6 Things You Need to Know About Cloud Access Control
Access control is a broad technique that determines who has access to a system, an application, or other bounded area. An MP would check your ID if you drove onto a military base. This is done in order to verify your authorization to be on the premises. This is a form access control.
Another example is when a password is entered into a computer. This is also a form access control. Access control is the ability to determine who has permission to access resources, write resources to resources, and consume resources. Access control is, in general, the foundation of any system that is considered secure.
It is important to be familiar with all access control methods if you are preparing for any security or cloud certification. Let’s now look at six types of access control that can be used to gain access to a cloud system. We will start with Role Based Administration.
What is Role-Based Administration?
Role-based administration refers to the assignment of specific roles to users. These roles control which resources they have access to. Role-based administration follows the principle of least-privileged acces by limiting privileges to those who have been assigned specific roles. In other words, people without roles are denied access. Let’s look at some examples of role-based administrative.
Learn how to become a security expert with SPOTO’s Cybersecurity Training
Training beginsA recent hire of a software developer means that the company has given him the role of software developer. This grants him access to BitBucket and GitHub. He can also download the IntelliJ IDE. He is not permitted to access the production environment, CRM software or any other information not specifically assigned to him.

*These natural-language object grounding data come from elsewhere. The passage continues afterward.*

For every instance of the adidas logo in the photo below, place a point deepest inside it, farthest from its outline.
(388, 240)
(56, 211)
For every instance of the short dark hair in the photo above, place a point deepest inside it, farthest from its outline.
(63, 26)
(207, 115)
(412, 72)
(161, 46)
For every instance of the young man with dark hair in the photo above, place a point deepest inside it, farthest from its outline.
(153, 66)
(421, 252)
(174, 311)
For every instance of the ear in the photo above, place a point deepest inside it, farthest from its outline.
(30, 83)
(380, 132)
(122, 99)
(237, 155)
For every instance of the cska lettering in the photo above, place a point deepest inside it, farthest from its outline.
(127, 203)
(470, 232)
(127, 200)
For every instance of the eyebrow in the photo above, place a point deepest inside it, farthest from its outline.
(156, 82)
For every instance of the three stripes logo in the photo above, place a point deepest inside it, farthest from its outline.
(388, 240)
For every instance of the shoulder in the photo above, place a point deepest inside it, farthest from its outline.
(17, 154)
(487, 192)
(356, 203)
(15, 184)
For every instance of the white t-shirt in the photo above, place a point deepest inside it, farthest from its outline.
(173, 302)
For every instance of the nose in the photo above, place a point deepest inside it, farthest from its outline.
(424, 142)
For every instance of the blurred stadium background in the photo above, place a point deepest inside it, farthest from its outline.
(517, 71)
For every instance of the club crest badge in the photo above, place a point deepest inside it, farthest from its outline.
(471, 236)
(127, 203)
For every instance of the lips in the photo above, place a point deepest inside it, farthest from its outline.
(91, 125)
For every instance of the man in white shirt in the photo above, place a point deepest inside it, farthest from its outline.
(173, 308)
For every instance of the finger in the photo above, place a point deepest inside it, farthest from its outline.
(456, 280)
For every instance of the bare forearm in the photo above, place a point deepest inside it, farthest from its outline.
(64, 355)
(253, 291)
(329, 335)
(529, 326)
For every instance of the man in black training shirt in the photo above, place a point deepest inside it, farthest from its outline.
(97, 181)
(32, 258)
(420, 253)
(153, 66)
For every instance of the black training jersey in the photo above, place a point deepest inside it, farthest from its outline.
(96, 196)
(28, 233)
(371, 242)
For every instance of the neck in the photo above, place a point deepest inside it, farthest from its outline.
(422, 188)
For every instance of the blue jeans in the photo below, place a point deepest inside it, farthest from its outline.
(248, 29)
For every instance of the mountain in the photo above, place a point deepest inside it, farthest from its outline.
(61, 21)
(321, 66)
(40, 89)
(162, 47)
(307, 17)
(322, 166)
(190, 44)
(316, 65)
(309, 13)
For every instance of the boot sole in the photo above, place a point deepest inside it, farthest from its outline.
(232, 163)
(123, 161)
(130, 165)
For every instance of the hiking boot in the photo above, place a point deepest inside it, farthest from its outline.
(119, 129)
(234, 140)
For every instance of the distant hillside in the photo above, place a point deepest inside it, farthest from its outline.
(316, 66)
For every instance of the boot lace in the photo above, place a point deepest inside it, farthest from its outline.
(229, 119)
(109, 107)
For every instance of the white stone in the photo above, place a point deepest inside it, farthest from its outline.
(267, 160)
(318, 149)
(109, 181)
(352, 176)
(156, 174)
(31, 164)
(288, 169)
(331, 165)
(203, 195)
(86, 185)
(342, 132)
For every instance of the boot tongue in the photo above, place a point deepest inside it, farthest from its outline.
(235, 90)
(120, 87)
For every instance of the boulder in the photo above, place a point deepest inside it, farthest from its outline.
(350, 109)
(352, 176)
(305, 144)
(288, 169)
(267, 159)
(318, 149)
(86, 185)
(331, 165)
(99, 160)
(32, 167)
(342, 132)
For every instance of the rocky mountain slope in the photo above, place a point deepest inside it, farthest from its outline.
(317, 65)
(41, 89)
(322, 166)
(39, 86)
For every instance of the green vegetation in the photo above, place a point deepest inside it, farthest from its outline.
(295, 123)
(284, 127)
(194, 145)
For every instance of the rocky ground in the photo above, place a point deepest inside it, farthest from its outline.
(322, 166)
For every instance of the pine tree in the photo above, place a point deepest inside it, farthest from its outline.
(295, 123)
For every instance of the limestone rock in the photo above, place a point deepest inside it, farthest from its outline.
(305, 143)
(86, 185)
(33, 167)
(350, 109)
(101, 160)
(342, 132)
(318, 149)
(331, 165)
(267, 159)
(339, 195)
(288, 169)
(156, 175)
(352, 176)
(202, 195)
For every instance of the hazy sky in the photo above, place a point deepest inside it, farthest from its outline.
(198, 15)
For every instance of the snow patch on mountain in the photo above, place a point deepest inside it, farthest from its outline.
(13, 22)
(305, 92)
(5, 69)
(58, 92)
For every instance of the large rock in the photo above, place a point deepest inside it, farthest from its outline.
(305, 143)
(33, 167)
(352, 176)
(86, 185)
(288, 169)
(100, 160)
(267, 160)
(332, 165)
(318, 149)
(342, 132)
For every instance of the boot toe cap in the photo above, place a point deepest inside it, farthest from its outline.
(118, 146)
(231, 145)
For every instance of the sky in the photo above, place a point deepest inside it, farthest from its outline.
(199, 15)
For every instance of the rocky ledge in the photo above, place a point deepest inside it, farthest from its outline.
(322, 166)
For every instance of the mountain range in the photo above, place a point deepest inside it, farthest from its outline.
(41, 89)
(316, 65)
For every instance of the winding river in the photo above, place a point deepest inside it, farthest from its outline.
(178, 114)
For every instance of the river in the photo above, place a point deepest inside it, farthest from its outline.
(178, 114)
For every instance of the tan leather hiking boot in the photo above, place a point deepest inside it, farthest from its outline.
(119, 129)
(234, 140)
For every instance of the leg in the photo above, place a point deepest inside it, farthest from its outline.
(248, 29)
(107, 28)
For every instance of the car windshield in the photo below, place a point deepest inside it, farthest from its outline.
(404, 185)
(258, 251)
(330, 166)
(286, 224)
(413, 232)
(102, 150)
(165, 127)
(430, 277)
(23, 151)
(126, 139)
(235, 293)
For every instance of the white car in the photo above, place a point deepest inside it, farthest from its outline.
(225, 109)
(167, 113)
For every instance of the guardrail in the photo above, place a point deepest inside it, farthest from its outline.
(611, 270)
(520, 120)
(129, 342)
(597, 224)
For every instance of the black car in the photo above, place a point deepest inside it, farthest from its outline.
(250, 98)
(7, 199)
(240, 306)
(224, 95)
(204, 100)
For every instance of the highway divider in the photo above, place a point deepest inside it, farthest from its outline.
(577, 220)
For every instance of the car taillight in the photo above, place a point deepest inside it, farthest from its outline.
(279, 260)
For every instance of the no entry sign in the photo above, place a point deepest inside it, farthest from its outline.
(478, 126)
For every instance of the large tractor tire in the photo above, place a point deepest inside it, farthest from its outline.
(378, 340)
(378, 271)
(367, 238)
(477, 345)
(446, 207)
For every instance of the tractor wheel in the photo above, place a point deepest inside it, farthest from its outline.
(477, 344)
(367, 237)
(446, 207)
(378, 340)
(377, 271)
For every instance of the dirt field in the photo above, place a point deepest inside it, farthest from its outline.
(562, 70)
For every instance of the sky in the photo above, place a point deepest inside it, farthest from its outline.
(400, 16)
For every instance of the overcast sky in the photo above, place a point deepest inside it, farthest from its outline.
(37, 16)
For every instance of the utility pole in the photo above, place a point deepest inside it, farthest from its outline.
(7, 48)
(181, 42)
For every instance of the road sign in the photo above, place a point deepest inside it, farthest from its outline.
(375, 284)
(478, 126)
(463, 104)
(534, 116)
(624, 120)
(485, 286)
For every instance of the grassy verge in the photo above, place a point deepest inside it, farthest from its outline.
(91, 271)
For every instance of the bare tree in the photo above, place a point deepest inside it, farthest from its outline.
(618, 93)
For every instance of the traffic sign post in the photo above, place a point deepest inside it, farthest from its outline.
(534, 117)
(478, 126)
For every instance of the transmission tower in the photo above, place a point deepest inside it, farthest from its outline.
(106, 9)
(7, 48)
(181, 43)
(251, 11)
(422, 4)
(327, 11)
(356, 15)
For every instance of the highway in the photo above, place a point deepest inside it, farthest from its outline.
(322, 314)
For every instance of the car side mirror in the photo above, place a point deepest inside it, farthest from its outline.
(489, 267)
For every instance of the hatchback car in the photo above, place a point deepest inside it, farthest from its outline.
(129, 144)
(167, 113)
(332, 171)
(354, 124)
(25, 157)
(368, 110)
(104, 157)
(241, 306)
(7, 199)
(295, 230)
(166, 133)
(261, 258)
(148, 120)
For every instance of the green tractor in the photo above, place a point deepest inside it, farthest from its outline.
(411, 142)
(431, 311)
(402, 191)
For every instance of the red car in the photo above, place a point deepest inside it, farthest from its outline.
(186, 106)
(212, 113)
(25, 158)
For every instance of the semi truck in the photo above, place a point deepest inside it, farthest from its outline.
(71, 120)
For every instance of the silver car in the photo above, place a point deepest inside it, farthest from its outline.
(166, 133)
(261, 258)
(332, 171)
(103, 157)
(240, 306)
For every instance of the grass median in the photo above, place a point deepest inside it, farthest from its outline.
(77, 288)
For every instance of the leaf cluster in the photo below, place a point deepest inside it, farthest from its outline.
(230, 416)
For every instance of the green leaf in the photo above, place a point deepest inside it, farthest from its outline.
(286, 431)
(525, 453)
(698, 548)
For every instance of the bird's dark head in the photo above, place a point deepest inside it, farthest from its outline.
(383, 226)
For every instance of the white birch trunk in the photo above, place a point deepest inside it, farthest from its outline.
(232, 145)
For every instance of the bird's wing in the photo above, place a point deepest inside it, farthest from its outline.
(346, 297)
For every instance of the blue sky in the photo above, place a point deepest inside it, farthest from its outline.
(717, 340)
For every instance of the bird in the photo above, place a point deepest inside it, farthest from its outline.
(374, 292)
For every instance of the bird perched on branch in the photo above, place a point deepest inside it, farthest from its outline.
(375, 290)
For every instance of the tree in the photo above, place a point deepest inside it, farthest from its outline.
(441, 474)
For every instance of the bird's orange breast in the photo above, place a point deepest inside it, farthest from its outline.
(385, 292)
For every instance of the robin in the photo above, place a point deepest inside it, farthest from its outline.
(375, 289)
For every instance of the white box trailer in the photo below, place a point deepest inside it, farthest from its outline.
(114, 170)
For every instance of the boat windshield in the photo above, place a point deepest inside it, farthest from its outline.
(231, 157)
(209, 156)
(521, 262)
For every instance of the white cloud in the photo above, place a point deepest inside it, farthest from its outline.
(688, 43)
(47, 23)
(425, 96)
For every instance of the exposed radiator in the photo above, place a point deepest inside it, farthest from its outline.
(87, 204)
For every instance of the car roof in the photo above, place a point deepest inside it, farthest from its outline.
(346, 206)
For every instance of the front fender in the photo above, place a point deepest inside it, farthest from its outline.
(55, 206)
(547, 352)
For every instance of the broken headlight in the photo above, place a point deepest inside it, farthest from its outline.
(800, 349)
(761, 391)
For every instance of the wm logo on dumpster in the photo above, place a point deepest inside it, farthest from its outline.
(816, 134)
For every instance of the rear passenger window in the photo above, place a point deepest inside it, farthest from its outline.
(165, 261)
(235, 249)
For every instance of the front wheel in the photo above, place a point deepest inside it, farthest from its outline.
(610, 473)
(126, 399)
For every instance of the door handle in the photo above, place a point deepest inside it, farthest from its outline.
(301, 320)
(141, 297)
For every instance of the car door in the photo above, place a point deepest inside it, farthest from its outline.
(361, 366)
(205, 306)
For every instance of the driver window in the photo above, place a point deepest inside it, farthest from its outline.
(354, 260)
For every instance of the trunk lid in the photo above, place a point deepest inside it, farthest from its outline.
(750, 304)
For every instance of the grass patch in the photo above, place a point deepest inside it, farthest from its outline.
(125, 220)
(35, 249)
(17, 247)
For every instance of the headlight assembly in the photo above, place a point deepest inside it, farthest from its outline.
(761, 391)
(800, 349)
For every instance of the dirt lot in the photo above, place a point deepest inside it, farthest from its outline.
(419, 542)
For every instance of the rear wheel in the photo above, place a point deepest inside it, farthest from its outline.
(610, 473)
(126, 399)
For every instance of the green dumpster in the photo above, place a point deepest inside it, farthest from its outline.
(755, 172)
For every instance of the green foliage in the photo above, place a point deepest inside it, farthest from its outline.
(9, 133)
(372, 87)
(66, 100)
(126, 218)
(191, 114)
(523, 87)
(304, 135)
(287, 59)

Let’s say that the same company hires a new lawyer. She has access the network attached storage (NAS), which contains all records and software necessary for legal work. She has no access to the software developer’s files and vice versa. Let’s now take a look at mandatory access controls, which is the next access control method.
What are mandatory access controls?
Mandatory access controls (MACs) don’t focus on roles. Access is determined by the level of authorization. This type of access control is managed at the operating system level and assigned by one security administrator. MAC is often equated to military classification levels. Let’s look at an example.
Let’s suppose 100 software developers were working on a top-secret application. It is so secret that they don’t know the entire objective. This is commonly referred to as SCI or sensitive compartmentalized info.
Because they have top-secret clearance, some developers can read, write, or execute programs in a given directory. Secret clearance holders can only execute programs to complete a related task. While each team may not know exactly what the other is doing, they are all working towards the same goal.
All have access to the same system. However, resource access is determined based on their level of clearance and not by a role. It’s worth discussing the different ways discretionary access controls work.
What are discretionary access controls?
Discretionary Access Control (DAC) is the other half of the coin. DAC is still managed at the operating system level. However, access control is determined based on the current user logged in. Discretionary Access Control is the most familiar of all access control methods. Let’s look at a common example.
Imagine that you created a spreadsheet to track your team’s budget. You and four of your co-workers are the only ones who can edit it. To make sure that you and your co-workers are the only ones with access to it, we have added five more.